How Secure Is Your Money?
IN MOST countries money is a unique piece of paper recognized by its words, pictures and numbers. Or it could be coins stamped in a special way to denote value. The paper money is remarkable because the mere changing of a number, picture or set of words can change its value.
Money has a dramatic effect on everyone’s life. Many people work long and hard to get it. Some gamble for it. Others kill for it. Many marriages succeed or fail because of it. And often mental and physical health problems result from it.
Yet, when people get money, few can keep much of it. They usually spend it quickly. As an example, in a recent year the average American family saved only 3 percent of its income. Many saved nothing at all. Others went deeply in debt. One reason for this is inflation.
Inflation a “Thief”
Inflation steals money from people just as effectively as a thief taking it out of their pockets. And the average person can do nothing to stop it. If let go to an extreme, inflation can destroy governments and cause enormous upheavals in nations. Yet today inflation is reaching epidemic proportions in many countries and is highly contagious. No one seems to have perfected a cure for this financial “disease.”
As a result, millions of people throughout the world are constantly pushing themselves to earn the money that is so quickly passing through their fingers. In spite of this, in many, many cases they are losing ground. The chart on the next page, published in U.S. News & World Report, shows what has happened to prices due to inflation in the period from 1975 to 1980. And it is only a partial list. Many other countries, as in Latin America and Africa, have had inflation rates of over 100 percent a year recently.
True, many workers receive raises during the year. But not all get enough to compensate for inflation. If, for example, you received a 7.5 percent raise in pay, but the inflation rate was 13 percent, what would happen? Before your raise, let us say you were making $12,000 a year.
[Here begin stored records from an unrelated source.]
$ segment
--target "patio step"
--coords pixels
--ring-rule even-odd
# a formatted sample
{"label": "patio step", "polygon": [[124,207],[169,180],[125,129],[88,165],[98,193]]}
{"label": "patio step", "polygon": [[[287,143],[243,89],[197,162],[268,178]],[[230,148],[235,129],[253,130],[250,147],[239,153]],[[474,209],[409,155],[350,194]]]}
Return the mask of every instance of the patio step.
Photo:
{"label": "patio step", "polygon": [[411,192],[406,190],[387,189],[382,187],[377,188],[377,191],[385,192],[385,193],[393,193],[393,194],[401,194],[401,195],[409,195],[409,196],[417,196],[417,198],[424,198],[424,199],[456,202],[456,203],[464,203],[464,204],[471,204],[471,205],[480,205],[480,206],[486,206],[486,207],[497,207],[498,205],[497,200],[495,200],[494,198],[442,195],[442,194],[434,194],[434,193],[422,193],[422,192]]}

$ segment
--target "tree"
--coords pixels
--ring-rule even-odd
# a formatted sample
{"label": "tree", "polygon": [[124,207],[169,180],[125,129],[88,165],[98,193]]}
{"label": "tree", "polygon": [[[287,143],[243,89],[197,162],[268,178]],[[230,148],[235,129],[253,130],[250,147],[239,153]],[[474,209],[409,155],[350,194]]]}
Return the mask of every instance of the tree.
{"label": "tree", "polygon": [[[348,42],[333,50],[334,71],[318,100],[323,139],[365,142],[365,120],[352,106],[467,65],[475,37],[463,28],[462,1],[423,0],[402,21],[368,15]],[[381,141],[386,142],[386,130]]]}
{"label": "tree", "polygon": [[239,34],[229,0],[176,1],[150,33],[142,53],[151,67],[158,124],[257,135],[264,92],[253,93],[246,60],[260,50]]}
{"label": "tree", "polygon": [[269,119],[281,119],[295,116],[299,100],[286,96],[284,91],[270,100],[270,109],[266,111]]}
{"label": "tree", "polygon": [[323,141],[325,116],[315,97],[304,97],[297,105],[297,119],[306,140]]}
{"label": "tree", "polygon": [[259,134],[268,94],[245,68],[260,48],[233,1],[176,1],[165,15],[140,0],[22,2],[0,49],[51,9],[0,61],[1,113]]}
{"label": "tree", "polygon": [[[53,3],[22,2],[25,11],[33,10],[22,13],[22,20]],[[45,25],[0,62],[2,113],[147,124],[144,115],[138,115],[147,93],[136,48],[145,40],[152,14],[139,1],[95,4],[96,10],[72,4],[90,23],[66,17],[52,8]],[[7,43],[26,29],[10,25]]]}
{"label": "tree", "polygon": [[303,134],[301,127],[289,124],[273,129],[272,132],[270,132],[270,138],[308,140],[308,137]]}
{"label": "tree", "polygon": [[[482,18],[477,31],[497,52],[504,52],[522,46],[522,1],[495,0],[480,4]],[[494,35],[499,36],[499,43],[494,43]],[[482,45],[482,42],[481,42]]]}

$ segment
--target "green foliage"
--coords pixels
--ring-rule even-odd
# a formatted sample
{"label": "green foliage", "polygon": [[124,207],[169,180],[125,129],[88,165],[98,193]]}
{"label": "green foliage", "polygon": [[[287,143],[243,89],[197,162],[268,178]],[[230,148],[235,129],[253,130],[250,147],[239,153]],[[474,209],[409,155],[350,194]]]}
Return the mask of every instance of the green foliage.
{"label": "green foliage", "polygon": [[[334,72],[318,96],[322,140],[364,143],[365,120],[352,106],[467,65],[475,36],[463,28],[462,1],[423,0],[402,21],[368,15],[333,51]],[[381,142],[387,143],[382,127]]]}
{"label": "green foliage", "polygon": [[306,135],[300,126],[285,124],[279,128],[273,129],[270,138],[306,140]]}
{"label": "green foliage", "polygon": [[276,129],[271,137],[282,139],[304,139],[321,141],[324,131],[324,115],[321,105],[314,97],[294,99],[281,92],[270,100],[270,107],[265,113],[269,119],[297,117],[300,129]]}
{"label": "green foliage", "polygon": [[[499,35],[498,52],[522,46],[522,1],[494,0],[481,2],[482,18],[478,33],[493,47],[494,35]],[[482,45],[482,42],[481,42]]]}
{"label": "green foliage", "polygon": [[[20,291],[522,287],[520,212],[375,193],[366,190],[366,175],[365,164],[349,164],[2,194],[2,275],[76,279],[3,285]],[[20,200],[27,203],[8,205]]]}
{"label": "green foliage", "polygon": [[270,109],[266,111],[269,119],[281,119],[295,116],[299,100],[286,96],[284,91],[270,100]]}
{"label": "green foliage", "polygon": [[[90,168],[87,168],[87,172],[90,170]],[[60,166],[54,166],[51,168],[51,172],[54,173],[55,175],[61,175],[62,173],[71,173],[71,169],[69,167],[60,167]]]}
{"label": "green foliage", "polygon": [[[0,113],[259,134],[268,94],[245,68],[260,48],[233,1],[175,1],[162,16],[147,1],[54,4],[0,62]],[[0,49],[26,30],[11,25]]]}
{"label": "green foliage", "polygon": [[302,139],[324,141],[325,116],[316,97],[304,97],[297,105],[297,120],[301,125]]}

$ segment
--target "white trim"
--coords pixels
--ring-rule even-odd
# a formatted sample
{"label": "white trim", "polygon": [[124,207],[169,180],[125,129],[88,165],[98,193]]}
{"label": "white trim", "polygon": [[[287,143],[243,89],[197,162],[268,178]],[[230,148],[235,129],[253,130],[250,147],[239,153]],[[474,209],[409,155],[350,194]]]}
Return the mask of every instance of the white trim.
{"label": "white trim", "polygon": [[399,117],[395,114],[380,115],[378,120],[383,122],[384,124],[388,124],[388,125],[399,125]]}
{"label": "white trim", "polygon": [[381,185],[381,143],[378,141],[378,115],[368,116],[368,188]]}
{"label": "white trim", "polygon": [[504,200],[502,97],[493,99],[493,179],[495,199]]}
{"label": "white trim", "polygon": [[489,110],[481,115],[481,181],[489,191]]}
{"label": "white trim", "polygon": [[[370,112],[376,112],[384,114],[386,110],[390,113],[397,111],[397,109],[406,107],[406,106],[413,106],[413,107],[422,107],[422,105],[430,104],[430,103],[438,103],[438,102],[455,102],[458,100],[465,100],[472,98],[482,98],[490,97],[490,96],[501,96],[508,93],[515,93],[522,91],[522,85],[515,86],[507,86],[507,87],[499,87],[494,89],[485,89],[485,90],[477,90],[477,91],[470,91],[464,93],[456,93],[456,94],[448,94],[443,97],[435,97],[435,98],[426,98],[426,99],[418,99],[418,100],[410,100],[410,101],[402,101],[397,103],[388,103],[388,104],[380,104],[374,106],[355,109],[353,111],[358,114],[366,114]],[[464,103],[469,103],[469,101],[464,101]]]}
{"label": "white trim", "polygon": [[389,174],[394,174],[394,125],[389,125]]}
After your raise this came to $12,900. But when the inflation rate is calculated, the purchasing power is now only $11,223. That is a loss of $1,677. So not only did this cancel out your raise of $900 but it cost you another $777 in purchasing power. Too, the raise could put you in a higher tax bracket, causing an even greater loss.
Also, many people tend to increase their spending when they get more income. But, under the above circumstances, it would be a bad time to buy a new car, take an expensive vacation or move into more costly housing. Indeed, this worker who gets the $900 raise should do all he can to spend less. Otherwise, he will surely get into deep financial trouble.
Too, it is obvious that any money in the bank that collects less interest than the inflation rate will also lose purchasing power. But what if you have $1,000 in savings at 6 percent simple interest, and the rate of inflation for that year is also 6 percent? Have you maintained your position? No, and here is the reason. Six percent simple interest will earn $60 in one year. But the 6-percent inflation rate on the $1,060 you now have is $63.60. Subtract that from the $1,060 and the resulting purchasing power is only $996.40. Also, in some lands you may be taxed on the $60 interest you earned, resulting in even less purchasing power.
Thus, it is easy to see that inflation robs money of its worth. But the security of money is threatened in other ways.
How Safe Are Banks?
Many people put money into banks. In turn, the banks lend the money to other people or businesses that want to borrow it. What is left is kept in cash or is invested in buildings, equipment and securities (usually government securities). The portion kept in cash is usually a very small percentage of total assets.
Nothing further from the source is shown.